UbiComp/ISWC 2013: Bias in sensor-triggered surveys

Surveys on mobile devices are a useful tool for sampling behavioural data from users, but critical design decisions can bias the outcome, and provide misleading data. This is the thesis presented in an UbiComp paper titled Contextual Dissonance: Design Bias in Sensor-BasedExperience Sampling Methods, which takes a critical look at the tools that researchers use to survey their users. The particular technique in question is called the Experience Sampling Method (ESM), which is used to pose a series of questions to users over the course of a long study in an effort to gain a more complete picture of their lives.
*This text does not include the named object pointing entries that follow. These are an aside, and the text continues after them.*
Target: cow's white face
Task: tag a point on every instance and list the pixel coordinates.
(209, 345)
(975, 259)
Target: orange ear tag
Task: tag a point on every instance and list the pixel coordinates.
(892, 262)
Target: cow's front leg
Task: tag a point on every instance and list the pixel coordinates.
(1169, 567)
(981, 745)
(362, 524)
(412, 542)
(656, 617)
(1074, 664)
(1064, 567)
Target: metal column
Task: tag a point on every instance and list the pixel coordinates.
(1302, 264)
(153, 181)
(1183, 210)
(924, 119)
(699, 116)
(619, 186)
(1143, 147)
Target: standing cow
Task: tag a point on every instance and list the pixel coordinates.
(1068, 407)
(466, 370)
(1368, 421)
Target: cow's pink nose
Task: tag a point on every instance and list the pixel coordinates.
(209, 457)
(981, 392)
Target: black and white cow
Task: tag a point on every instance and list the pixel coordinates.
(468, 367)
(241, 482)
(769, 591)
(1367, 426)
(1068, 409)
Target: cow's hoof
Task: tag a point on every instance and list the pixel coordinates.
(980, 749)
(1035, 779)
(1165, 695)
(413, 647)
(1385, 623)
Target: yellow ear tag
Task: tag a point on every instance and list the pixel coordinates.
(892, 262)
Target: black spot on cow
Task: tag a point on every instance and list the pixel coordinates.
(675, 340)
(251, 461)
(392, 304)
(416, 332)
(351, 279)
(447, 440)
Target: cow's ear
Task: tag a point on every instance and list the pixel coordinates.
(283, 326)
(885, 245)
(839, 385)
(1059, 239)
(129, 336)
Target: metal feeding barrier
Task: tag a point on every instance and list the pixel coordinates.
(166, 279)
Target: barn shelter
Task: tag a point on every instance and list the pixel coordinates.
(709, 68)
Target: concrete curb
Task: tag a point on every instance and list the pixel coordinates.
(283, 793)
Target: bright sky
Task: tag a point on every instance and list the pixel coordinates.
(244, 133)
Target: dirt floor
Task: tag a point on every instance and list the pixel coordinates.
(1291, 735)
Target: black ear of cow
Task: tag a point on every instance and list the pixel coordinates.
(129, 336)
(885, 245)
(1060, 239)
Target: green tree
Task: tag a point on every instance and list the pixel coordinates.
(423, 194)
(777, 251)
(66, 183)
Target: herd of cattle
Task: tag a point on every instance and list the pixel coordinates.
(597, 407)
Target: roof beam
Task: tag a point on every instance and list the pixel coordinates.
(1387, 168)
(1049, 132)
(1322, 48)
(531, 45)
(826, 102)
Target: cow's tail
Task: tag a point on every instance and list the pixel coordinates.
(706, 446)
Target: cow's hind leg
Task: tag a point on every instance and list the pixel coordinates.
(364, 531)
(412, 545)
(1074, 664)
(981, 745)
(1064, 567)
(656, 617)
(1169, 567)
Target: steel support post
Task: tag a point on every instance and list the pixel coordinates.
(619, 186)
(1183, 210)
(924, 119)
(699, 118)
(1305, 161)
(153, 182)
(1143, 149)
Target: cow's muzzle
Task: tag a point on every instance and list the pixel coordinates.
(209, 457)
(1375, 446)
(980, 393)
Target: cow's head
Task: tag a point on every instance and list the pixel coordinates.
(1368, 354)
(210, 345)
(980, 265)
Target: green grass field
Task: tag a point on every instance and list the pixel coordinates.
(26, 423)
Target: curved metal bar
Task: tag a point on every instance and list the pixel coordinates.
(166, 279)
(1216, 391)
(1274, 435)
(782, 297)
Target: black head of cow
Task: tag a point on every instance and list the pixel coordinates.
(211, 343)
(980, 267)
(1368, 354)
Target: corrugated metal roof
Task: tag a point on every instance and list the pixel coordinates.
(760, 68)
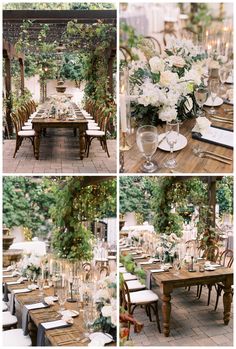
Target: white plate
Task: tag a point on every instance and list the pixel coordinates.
(217, 102)
(69, 313)
(104, 337)
(210, 268)
(181, 143)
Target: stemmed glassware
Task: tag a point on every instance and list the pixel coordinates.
(201, 95)
(214, 90)
(61, 293)
(172, 135)
(147, 138)
(223, 75)
(176, 266)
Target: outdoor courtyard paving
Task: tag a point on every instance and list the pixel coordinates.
(59, 153)
(193, 323)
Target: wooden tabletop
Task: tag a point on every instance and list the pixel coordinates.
(71, 336)
(187, 162)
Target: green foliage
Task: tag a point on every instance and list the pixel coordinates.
(135, 195)
(224, 195)
(75, 204)
(26, 203)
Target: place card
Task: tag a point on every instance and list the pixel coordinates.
(216, 135)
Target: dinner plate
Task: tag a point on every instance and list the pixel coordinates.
(181, 143)
(217, 102)
(69, 313)
(210, 268)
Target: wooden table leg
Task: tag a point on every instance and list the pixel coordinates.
(81, 143)
(37, 143)
(227, 300)
(166, 310)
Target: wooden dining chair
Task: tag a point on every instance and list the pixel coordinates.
(226, 259)
(101, 135)
(21, 134)
(146, 298)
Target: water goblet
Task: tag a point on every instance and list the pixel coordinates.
(201, 95)
(146, 138)
(172, 134)
(177, 266)
(214, 89)
(61, 293)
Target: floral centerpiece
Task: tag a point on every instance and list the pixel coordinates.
(60, 105)
(105, 299)
(168, 246)
(164, 85)
(30, 266)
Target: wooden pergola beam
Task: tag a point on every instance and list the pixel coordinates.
(59, 16)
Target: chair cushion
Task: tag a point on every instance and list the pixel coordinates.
(8, 319)
(4, 306)
(95, 133)
(135, 285)
(141, 297)
(26, 128)
(129, 276)
(28, 133)
(93, 127)
(15, 338)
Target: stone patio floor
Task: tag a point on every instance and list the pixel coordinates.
(193, 323)
(59, 153)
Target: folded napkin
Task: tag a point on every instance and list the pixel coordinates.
(47, 326)
(12, 299)
(25, 314)
(5, 297)
(99, 339)
(50, 300)
(148, 276)
(202, 125)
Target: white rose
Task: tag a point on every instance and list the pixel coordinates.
(168, 114)
(188, 104)
(168, 78)
(156, 64)
(107, 310)
(177, 61)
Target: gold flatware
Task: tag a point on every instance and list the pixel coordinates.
(213, 157)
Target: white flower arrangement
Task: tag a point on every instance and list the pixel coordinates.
(166, 83)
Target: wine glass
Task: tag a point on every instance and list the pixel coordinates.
(223, 75)
(61, 293)
(172, 134)
(146, 138)
(201, 95)
(176, 266)
(214, 89)
(90, 315)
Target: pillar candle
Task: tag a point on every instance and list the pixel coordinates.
(123, 116)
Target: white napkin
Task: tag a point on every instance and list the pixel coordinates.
(35, 306)
(33, 287)
(202, 125)
(53, 324)
(102, 338)
(50, 300)
(156, 270)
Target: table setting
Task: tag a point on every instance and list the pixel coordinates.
(173, 101)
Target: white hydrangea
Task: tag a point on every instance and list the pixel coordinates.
(168, 78)
(168, 114)
(156, 64)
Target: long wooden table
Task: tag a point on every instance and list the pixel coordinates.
(80, 123)
(187, 162)
(167, 282)
(68, 336)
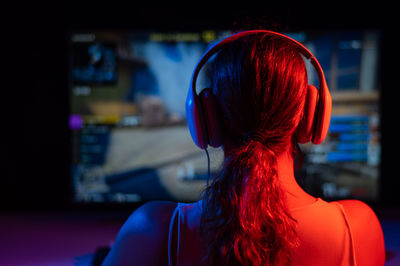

The wide introduction of mobile devices has meant it is easier than ever for researchers to use this method to ask users questions on their own phones, and to use the increasingly wide array of sensors available on these devices to ask more intelligent questions at times when the users will be willing to answer them. Response rates can suffer dramatically if users feel harassed by the survey tool, and bias can creep in if you ask them to recall behaviours that occurred too far in the past. Asking timely questions is a key element of ESM, and it is usually dependent on using sensor data to determine the best time to prompt the user.

Four charts showing response ratings.

Response ratings across trigger groups.

As an example, the researcher may want to ask users questions that relate to their feelings when they are at home, and may use a variety of different sensors to try and determine their location. These may include hardware sensors like accelerometers and microphones, and software sensors that can detect when the user is sending text messages. It has been typical in the past to assume that the choice of the sensor trigger that initiates the question would have little impact on the actual results of the survey, but the authors of this paper contend that this is not the case. In one example, they show how to results of a very simple question (whether they had positive or negative feelings) could be skewed significantly by the choice of trigger, with communication triggers and delayed microphone responses showing significant increases in negativity.

The authors don’t go into any great detail for the remedy for this bias, but recommend investigation into using multiple sensors to more accurately determine appropriate trigger points, and the adoption of machine-learning techniques that could adapt to each user over time. In the question period after the presentation, the authors also suggested the need to a variety of questions to keep user interest over the course of the study, and to ensure engagement. These findings should be helpful for designers and marketers, and of great interest to anyone considering user research with mobile devices.